Others, however, were astounded at the quality, accuracy and detail
of the graphical models.
the interview, Ms. Smith used her own flute to compare the fingering
response of the simulation and estimated that, as a Boehm flute,
it was optimal and accurate. She did, however, mention that the
model was largely outdated and that a couple of extensions, namely
thumb lever and the Dorus key would be necessary additions before
successful application in the educational sphere was plausible.
The architecture of the model permits such amendments with the minimum
of fuss, simply through the alteration and addition of parametric
data. She also noted that, given the Briccialdi extension, the lever
would require a slightly higher degree of key-shape accuracy, for
the learner to be able to equate it to a standard modern flute.

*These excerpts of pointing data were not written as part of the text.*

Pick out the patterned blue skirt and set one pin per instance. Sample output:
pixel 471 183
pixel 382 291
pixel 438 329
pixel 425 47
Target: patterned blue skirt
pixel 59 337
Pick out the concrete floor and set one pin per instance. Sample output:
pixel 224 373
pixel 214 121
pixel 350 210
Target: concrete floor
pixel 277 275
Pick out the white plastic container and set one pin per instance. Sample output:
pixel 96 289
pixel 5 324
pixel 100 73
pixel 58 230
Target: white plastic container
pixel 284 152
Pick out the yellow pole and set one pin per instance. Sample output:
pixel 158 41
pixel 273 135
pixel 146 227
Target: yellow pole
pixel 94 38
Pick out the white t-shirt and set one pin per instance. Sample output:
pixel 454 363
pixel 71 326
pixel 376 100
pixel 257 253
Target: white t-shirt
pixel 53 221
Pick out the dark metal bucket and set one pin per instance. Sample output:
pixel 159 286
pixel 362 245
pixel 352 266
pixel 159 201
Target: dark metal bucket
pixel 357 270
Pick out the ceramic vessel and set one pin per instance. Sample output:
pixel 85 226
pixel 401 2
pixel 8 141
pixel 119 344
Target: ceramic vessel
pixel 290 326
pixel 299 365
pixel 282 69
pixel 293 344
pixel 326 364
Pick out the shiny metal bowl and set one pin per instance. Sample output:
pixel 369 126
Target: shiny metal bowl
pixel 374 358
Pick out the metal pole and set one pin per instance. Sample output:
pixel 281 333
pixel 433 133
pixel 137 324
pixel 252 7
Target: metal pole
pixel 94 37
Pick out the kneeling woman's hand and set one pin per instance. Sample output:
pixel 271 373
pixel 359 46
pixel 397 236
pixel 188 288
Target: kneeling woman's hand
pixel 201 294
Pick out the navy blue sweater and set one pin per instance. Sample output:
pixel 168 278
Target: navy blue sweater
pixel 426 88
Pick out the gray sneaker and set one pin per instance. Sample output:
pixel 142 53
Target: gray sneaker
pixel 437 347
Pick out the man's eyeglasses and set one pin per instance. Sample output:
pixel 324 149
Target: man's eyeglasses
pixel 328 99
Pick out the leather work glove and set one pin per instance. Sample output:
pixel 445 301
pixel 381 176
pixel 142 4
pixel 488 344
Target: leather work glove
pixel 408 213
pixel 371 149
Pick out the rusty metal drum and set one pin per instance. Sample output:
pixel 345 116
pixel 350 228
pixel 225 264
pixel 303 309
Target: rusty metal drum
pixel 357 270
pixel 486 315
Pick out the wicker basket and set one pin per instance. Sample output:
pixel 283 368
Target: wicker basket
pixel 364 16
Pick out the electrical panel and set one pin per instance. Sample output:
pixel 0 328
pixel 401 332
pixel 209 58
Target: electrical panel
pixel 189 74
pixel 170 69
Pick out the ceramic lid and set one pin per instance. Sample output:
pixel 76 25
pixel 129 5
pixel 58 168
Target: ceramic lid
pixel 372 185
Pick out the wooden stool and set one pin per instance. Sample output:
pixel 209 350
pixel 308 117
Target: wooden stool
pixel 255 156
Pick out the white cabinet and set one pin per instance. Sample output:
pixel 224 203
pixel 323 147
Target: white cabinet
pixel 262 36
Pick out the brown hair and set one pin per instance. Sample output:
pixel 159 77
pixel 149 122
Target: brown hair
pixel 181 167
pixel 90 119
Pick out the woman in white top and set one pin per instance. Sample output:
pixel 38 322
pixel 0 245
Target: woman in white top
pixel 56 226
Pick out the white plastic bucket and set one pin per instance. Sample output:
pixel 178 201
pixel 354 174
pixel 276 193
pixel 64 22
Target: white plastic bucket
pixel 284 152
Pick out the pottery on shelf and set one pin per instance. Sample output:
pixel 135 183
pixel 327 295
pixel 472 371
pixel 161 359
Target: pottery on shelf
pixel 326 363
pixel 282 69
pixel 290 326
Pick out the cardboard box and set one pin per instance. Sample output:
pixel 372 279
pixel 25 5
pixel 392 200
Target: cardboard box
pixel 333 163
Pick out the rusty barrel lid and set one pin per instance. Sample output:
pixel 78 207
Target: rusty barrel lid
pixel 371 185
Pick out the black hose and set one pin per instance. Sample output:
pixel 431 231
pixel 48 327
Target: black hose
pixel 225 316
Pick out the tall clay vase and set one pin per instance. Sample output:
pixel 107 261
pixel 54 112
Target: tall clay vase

On the subject of alternative and optimal fingerings,
she noted that many were only a requirement of advanced play, and
that most beginners are initially taught only a default fingering
for each note. She agreed that the ability to toggle this feature
would be of benefit to the beginning flautist.

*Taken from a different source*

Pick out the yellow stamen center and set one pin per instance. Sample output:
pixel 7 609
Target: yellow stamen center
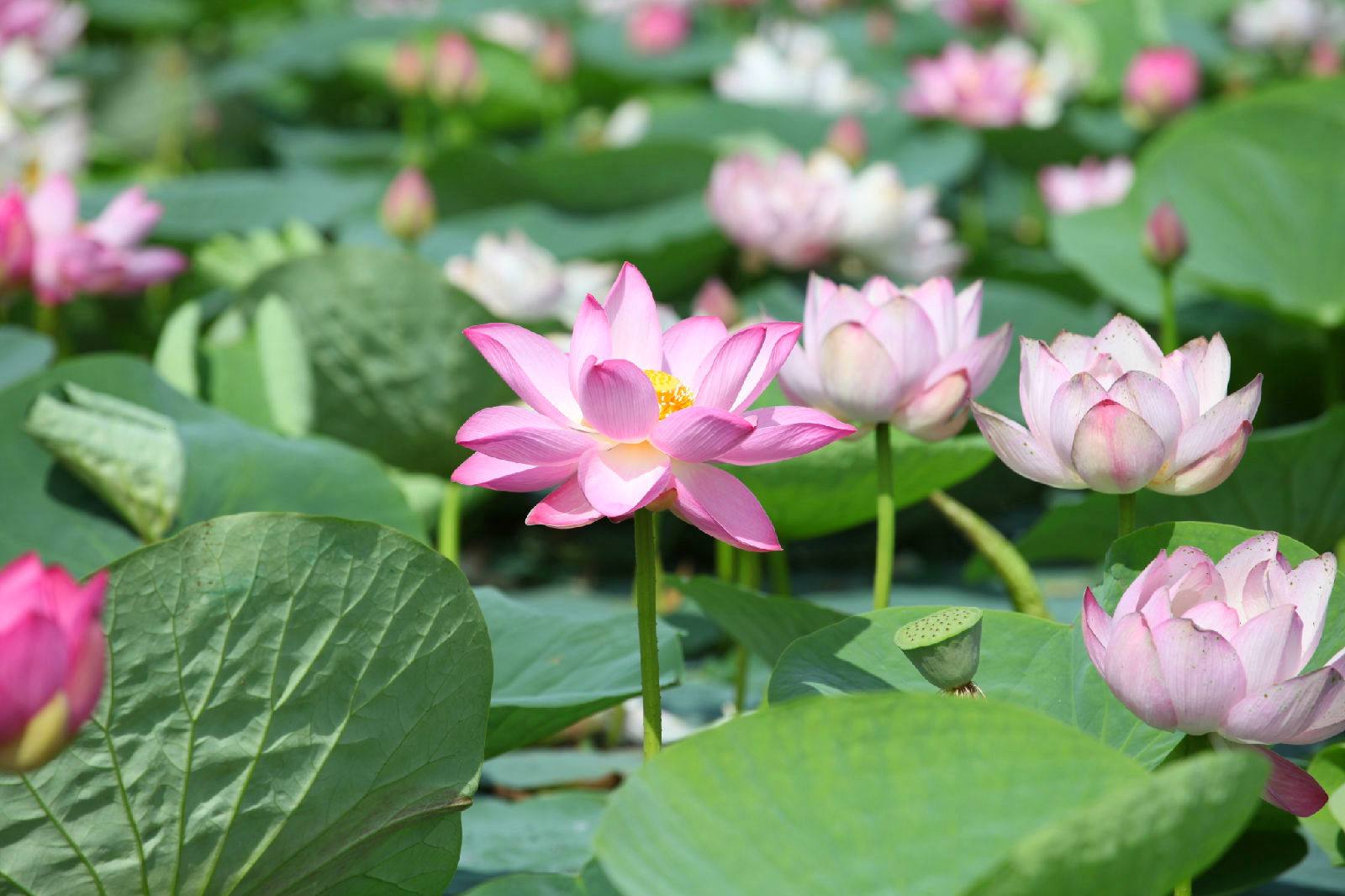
pixel 672 394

Both flute teachers echoed Prof. Main’s
conviction that knowledge of hand configuration is preferable to
finger combination, and agreed that the addition of 3D hands and
fingers to the model would drastically aid the learning process.

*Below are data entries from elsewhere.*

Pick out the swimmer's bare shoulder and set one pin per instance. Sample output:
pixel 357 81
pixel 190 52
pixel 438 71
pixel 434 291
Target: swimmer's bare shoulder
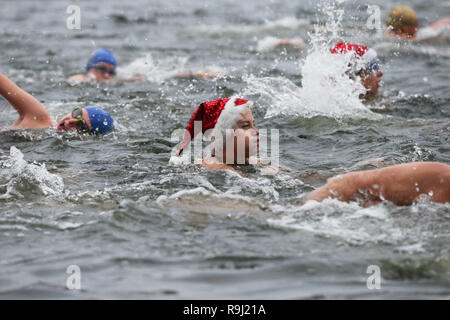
pixel 211 163
pixel 400 184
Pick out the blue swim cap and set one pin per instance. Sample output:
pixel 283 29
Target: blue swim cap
pixel 101 121
pixel 101 55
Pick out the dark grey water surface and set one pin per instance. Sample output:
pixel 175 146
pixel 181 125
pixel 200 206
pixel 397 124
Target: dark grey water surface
pixel 138 228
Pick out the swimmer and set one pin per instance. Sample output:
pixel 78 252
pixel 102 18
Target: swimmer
pixel 402 184
pixel 364 64
pixel 402 23
pixel 272 42
pixel 33 115
pixel 231 123
pixel 101 67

During the demonstration, however, Ms. Smith conceded that our current
implementation still proved more attractive than the traditional
flute fingering tables of tuition books .
Oliver Hancock stated that hands would
be of use in the piano instrument as well. As a teacher of piano
with many younger students, he said that one of the problems he
faced was encouraging students away from the solitary use of their
forefinger. He also thought that placing the students in a room
with a MIVI system would show and guide them through this early
playing obstacle, and was of considerable advantage where students
are abundant and teachers at a premium.
In contrast to Dr. Hunt’s view (see
section 6.1.1), he said that the direction of the user’s gaze upon
the screen was actually of advantage, compared to the fixation on
the user’s keys and hands. Indeed, when play becomes competent,
the performers gaze should rest on the score, which is also separate
from the keyboard, and that the ‘separation’ from hands is a necessary
step to proficiency.
Also in contrast to Hunt, Hancock
appreciated the rigidity of the tempo, citing examples of young
students, when they use the score, incrementally stepping from note
to note without due consideration of their lengths. He feels the
feature would give learners an understanding of rhythm, though conceded
that this would be of less use to early learners. In the latter
case, he concurs with Hunt that the provision of phrase repetition
would be a good introduction.
As with the technologists, the musicians
would also be interested in an exploration of methods to display
lip shapes upon the embouchure and breath pressures. However, Ms.
Smith concedes that, although generic approaches do exist, many
people must find their own unique methods.